加熱手段は、特に限定されない。加熱手段として、赤外線ヒーター、シーズヒーター、セラミックヒーター、カーボンヒーター等の各種ヒーターの他、過熱水蒸気も採用される。過熱水蒸気は、例えば、ボイラー等で加熱した水蒸気を更にヒーター、電磁誘導等で加熱し、100℃以上600℃程度まで昇温して得られる。過熱水蒸気には噴射力が有り、産廃物等が飛散するため、過熱水蒸気を産廃物に直接噴射せずに、過熱水蒸気の熱を間接的に利用する間接加熱も採用される。また、噴射水蒸気は水分を含んでいるため、直接噴射すれば濃硫酸の脱水反応を促進するには適していると考えられる。
【0023】
(5)廃棄物処理における処理時間
処理時間は、特に限定されない。
【0024】
(6)非酸担持活性炭の投入
廃棄物の炭化反応が進行している際に、非酸担持活性炭を炉内に投入すると、次のようにして脱水反応が継続できると推測される。すなわち、投入された新しい非酸担持活性炭が、酸担持活性炭から過剰に露出気味の濃硫酸をファンデルワールス力及び/又は毛細管機能によって捕捉するため、酸担持活性炭を追加しなくとも脱水反応が継続できると推測される。よって、高価な酸担持活性炭を追加投入しなくてもよく、コストを低減できる。
非酸担持活性炭の投入するタイミングは、廃棄物の炭化反応が進行している際であれば特に限定されない。例えば、酸担持活性炭の形状が崩れて濃硫酸が露出した際に、非酸担持活性炭を投入すればよい。

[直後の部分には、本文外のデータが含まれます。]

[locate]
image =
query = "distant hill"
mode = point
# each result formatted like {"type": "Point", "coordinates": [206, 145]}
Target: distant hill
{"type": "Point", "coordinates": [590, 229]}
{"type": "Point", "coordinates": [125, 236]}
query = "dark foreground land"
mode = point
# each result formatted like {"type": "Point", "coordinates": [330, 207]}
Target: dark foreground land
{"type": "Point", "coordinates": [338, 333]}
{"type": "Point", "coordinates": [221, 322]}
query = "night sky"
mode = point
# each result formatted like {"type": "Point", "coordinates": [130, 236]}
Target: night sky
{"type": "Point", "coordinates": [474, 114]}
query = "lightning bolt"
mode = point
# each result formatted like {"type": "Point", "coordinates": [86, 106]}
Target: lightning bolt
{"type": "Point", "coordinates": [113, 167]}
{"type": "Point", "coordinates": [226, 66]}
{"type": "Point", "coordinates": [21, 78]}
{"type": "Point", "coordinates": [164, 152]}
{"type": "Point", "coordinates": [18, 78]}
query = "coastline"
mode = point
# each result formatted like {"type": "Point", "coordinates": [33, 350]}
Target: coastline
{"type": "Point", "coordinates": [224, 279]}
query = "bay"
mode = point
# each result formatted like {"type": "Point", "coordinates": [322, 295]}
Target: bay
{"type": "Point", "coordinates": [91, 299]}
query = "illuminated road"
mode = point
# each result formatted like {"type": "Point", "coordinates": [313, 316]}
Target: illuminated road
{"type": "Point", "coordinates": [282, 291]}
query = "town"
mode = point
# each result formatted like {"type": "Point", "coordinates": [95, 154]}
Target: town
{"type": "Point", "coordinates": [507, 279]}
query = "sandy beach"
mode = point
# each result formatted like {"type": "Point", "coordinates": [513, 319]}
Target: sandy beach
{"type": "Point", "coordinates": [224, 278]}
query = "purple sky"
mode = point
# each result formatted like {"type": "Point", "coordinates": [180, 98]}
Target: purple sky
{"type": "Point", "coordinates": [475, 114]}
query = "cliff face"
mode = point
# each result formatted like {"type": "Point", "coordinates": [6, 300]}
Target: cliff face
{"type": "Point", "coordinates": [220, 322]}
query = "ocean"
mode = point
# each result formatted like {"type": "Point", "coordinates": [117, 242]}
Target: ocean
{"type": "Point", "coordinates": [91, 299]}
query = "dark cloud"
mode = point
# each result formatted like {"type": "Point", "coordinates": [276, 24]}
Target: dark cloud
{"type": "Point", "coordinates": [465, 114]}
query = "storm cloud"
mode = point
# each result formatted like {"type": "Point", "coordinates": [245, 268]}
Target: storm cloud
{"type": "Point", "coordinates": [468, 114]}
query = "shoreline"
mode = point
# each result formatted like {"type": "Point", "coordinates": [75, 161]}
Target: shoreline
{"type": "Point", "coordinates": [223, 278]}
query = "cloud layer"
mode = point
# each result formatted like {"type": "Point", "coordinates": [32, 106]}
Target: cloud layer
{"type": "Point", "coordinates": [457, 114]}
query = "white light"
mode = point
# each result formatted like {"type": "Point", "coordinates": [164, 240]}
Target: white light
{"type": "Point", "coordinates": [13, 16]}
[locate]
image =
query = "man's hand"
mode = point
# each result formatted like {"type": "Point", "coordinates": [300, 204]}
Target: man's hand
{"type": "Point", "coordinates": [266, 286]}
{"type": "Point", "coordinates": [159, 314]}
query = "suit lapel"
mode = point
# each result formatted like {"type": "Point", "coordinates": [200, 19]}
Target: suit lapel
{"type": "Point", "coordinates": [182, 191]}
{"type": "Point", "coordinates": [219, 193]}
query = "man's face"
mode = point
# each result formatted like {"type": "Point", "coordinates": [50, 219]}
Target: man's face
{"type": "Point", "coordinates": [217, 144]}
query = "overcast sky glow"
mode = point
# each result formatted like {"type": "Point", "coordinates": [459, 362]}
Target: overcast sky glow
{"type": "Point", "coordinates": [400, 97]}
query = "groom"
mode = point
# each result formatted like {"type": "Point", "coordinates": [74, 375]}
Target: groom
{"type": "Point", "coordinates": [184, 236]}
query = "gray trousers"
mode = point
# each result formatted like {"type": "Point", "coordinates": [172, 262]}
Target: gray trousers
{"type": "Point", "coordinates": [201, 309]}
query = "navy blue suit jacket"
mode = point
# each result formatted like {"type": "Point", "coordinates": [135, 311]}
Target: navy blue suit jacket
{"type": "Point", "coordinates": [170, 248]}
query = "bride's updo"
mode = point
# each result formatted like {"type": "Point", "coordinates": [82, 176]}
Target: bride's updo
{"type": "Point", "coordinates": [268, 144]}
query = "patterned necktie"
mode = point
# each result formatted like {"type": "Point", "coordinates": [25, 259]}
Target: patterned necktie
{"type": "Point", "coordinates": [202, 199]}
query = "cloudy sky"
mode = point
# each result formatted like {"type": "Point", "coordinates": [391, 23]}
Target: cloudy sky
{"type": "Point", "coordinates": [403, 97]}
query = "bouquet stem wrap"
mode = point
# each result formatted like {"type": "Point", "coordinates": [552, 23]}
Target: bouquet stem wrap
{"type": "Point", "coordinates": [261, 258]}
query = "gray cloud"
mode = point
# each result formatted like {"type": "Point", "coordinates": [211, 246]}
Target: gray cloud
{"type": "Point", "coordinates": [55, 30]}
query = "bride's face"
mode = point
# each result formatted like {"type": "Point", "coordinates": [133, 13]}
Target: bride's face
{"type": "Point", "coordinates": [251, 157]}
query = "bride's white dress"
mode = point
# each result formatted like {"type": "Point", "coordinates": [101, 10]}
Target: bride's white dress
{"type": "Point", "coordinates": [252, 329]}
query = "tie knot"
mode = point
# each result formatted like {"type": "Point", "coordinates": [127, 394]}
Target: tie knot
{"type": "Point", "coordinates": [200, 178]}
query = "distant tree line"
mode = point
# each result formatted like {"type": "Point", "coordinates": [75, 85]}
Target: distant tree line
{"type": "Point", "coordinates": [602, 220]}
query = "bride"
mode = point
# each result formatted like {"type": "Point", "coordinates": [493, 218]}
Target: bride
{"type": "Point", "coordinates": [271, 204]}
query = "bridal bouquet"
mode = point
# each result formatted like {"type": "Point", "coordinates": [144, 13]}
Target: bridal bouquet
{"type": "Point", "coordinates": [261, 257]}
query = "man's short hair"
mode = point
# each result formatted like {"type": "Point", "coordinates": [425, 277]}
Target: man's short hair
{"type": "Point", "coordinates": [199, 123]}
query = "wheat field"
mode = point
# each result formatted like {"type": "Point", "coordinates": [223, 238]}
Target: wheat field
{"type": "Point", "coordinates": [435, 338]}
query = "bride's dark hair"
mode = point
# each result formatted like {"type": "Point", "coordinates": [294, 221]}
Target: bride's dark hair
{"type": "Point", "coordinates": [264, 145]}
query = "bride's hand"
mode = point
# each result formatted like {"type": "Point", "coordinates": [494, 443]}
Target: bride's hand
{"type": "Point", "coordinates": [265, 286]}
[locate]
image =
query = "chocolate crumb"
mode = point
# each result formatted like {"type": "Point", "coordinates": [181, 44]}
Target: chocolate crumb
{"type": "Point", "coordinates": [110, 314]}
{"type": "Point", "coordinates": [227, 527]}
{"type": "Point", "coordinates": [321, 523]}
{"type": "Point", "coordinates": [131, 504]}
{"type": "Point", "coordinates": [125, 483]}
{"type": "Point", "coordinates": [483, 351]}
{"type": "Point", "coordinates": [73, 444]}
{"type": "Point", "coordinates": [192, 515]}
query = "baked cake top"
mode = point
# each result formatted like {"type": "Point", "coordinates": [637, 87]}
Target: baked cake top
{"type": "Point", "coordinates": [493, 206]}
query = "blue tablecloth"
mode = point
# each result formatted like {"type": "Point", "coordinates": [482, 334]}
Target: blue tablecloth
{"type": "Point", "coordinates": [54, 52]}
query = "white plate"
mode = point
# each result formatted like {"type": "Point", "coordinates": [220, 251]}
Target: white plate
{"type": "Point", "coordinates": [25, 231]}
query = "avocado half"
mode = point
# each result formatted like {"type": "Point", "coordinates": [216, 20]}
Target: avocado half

具体的には、過剰に露出気味の濃硫酸を十分に捕捉して、継続的に脱水反応行う観点から、初期の酸担持活性炭の最大径を100%とした場合に、酸担持活性炭の最大径が35%以上80%以下となるまで崩壊したタイミングで非酸担持活性炭を投入することが好ましく、酸担持活性炭の最大径が40%以上75%以下となるまで崩壊したタイミングで非酸担持活性炭を投入することがより好ましく、酸担持活性炭の最大径が50%以上70%以下となるまで崩壊したタイミングで非酸担持活性炭を投入することが更に好ましい。
投入する非酸担持活性炭とは、濃硫酸や発煙硫酸で処理していない活性炭である。非酸担持活性炭の形状は特に限定されない。
非酸担持活性炭の投入量は、特に限定されない。ここで好ましい投入量を説明する。酸担持活性炭の初期の質量を100質量部とした場合に、非酸担持活性炭の投入量は、10質量部以上200質量部以下が好ましく、50質量部以上150質量部以下が好ましく、70質量部以上130質量部以下が更に好ましい。この範囲内では、過剰に露出気味の濃硫酸を十分に捕捉して、継続的に脱水反応を行うことができる。なお、非酸担持活性炭を複数回に分けて投入する場合には、上記の投入量は、投入量の合計を意味している。
非酸担持活性炭は、カルボキシル基、アルデヒド基、水酸基、アミノ基、スルホ基、エーテル基、カルボニル基、エステル基、及び酸無水物基からなる群より選択される官能基を有することが好ましい。尚、カルボニル基を有する非酸担持活性炭は、キノン構造を有していてもよい。
活性炭は非極性物質であるため、極性のある物質の吸着には向かない。そのため、極性分子を吸着できるよう、投入する非酸担持活性炭は、官能基を有しているものが好ましい。表面の官能基が硫酸分子を吸着する力を発揮するからである。
官能基を有する非酸担持活性炭の調製方法は、特に限定されない。官能基を有する非酸担持活性炭は、酸化性ガス(例えば窒素、二酸化炭素、酸素等)、水等の液体による賦活処理によらずに、例えば、化学薬品による薬品賦活処理によっても調製できる。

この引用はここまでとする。